WHEN YOU think of large migrating land animals you probably think of zebras or other large mammals zooming through the African savannah. But around 300 thousand years ago, Australia hosted their very own breed of large migratory animals, a new study shows.

Diprotodon is an ancient marsupial and a far relative of modern wombats and koalas. It lived from 1.6 million –  45 thousand years ago and was massive: it was 1.8 metres tall and 3.5 metres long and weighed three-tonnes. Now, it turns out it was also a migratory species.

A team led by Gilbert Price, a palaeontologist from the University of Queensland, used fossils and geochemistry tools to reveal the likely migratory patterns followed by this mega marsupial.

They drilled various Diprotodon teeth to analyse the biochemical signal of strontium, an element found in plants growing in certain types of rock and soil.

“Everyone knows the saying ‘you are what you eat’, but it’s also true that ‘you are where you ate’. Plants growing in a certain area will pick up the geological signature of the rocks and soil on which they grow,” Price says.

“If a herbivore comes along and consumes that plant, that signature (in this case, strontium) becomes fixed into their growing tissues. If that same species of plant occurred elsewhere but in a different geological province, it will look the same, most likely taste the same, but will have a different strontium signature,” he adds.

Using this approach Price and his team found that the strontium content in the upper ever-growing incisor tooth of Diprotodon varied in a way that was consistent with the animal feeding across different geographical areas. Their analyses supported a scenario where these marsupial beasts migrated up to 200 km per year across Eastern Australia.

Diprotodon teeth

Gilbert price working on the Diprotodon teeth.

A new light on Australia’s Ice Age Fauna

Scientist know about the existence of several massive species that lived during Australia’s prehistoric Ice Age, but little is known about how they behaved. “We have plenty of fossil bones here and there, but a very poor understanding about megafaunal biology and ecology,” says Price.

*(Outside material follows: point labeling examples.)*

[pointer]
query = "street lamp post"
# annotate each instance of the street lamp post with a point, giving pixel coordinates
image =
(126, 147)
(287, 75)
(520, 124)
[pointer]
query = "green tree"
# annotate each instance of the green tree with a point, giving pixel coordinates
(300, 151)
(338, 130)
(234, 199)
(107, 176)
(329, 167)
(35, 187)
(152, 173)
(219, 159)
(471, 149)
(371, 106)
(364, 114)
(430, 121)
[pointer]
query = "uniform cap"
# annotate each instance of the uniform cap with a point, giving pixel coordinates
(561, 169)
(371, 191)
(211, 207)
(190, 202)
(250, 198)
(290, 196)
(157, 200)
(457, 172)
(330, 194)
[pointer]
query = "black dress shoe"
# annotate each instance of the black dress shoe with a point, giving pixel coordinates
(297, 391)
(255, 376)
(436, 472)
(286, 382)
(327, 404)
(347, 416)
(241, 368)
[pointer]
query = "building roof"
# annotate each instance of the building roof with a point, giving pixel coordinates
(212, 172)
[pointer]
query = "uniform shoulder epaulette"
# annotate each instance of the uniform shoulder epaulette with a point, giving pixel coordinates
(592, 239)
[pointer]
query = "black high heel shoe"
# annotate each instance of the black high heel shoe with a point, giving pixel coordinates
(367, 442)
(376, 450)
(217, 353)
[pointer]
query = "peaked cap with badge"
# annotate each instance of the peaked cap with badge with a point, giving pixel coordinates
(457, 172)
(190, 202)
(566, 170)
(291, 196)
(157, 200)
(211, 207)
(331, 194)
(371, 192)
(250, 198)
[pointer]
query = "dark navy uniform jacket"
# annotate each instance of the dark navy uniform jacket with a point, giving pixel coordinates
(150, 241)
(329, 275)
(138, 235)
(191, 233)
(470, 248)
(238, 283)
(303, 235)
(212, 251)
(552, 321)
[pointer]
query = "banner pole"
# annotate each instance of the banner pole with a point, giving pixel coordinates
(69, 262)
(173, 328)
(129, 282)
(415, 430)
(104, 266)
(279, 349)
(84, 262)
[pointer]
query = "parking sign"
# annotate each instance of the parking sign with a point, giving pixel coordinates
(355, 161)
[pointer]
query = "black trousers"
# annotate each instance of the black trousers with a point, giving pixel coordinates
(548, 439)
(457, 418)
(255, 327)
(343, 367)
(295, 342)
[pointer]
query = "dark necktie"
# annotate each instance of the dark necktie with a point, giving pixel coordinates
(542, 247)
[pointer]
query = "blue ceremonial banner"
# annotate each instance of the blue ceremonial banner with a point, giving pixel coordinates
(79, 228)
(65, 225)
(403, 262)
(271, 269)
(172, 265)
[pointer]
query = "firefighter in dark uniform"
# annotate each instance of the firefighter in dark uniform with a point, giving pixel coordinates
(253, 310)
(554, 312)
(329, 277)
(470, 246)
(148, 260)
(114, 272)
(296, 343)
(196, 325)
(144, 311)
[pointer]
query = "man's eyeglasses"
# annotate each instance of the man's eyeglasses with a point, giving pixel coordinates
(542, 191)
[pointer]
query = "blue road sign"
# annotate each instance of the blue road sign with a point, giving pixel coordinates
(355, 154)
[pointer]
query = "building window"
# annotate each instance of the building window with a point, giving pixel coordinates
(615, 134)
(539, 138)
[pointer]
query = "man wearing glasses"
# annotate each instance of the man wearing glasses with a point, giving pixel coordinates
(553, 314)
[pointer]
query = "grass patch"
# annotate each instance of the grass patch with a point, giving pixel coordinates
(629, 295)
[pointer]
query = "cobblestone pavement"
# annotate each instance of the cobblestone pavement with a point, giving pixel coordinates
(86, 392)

This study is the first to provide solid evidence about the behaviour of Australia’s extinct megafauna.

“Being capable of seasonal migration is something we often attribute to large African herbivores like wildebeests, zebras, and elephants, or caribou in the Arctic.  This is the first time seasonal migrations of large mammals has been documented in ancient Australian megaherbivores,” says Larisa DeSantis a paleontologist and assistant professor at Vanderbilt University.

“You can probably imagine scenes of zebra and wildebeest tracking across vast grasslands, with a diverse range of other herbivores following in toe. That’s probably like Australia 300 thousand years ago, but dominated by marsupials,” Price says.

The migratory patterns followed by Diprotodon also have important implications for our understanding of extinction risks, suggesting that certain foods might have been limited or only seasonally available, driving migratory patterns, DeSantis explains.

”Much like wildebeests today are vulnerable to climate change, their migrations are largely driven by precipitation, and they are reliant on forage throughout large areas of Africa. Diprotodon may have also succumbed to such vulnerabilities with the aridification of Sahul during the latest Pleistocene.”